State v. Adam W. Gilmour, 2011AP878-CR, District 2, 6/20/12

court of appeals decision (not recommended for publication); case activity

The trial court’s rejection, as lacking credibility, Gilmour’s claim that his acceptance of a deferred prosecution agreement was coerced by financial considerations (in that he had been unable to afford the costs associated with jury trial) is affirmed:

¶10      On review, we note that while Gilmour testified that he decided to take the DPA because he could not afford the trial retainer, he did not present any evidence in support of his claim.  Gilmour did not testify as to his income, financial status, or ability to borrow or raise funds at the time of the plea negotiations.  Bellin testified that while Gilmour was concerned with the cost of a trial, he was also concerned about the effect of a trial on him, the victim’s family, and Gilmour’s own family and friends.  Clearly, the circuit court rejected Gilmour’s testimony in support of his claim of financial coercion.  See State v. Canedy, 161 Wis. 2d 565, 585-86, 469 N.W.2d 163 (1991) (this court will not disturb a circuit court’s exercise of discretion where the defendant’s testimony is the only support for plea withdrawal and the circuit court disbelieves that testimony).

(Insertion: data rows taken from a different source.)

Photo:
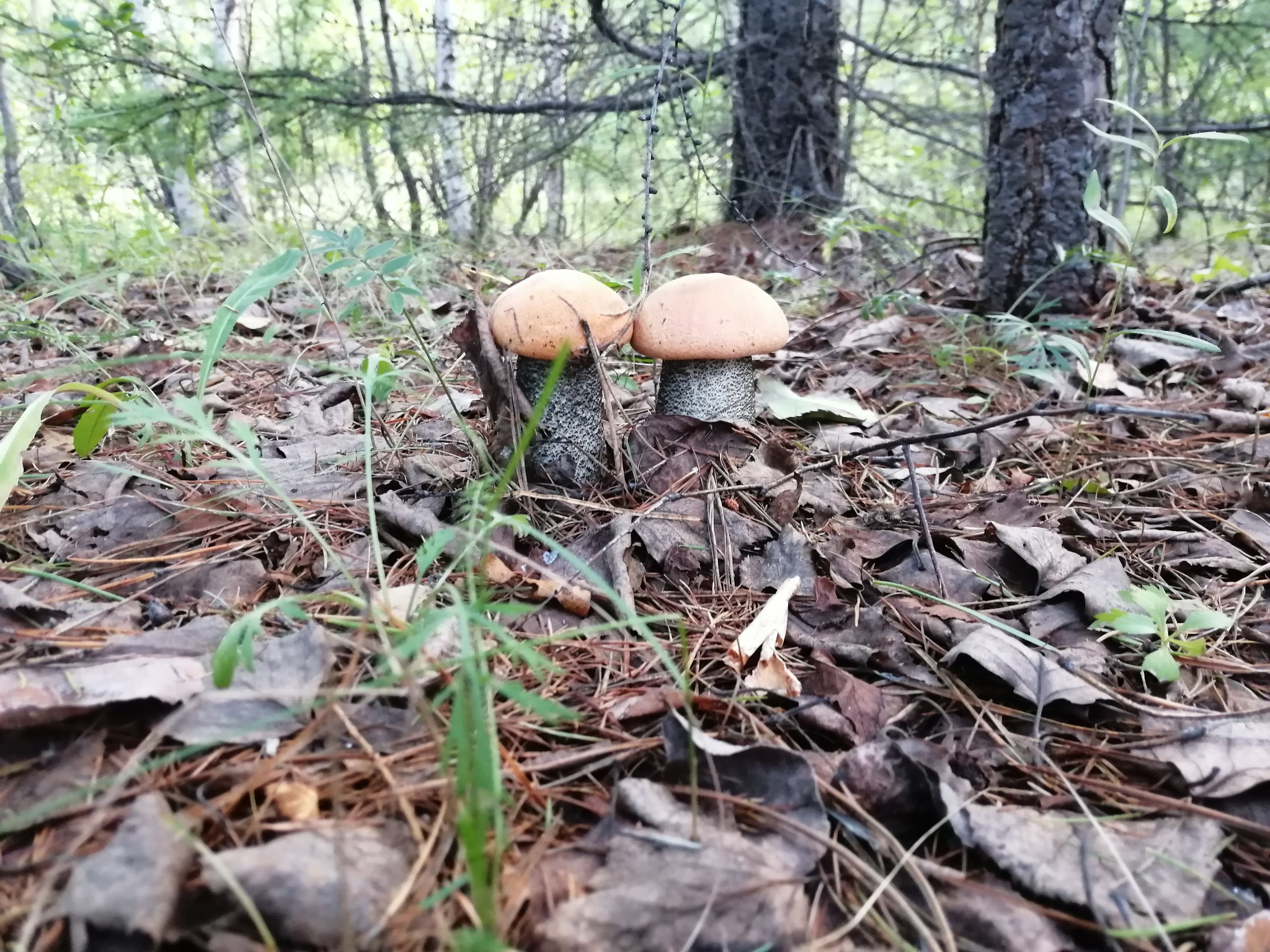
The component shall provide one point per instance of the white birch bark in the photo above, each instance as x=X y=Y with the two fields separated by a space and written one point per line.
x=228 y=178
x=459 y=216
x=553 y=184
x=186 y=203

¶11      As noted above, the circuit court is in the best position to evaluate witness credibility and, accordingly, we defer to the circuit court’s credibility determinations.  See Wis. Stat. § 805.17(2) (2009-10) (due regard shall be given to the opportunity of the circuit court to judge the credibility of the witnesses).  Here, the only evidence supporting Gilmour’s claim was his testimony, which the circuit court found incredible.  Given that Gilmour otherwise failed to establish he was coerced into pleading no contest due to the cost of going to trial, weconclude that the circuit court appropriately exercised its discretion in denying Gilmour’s motion for plea withdrawal.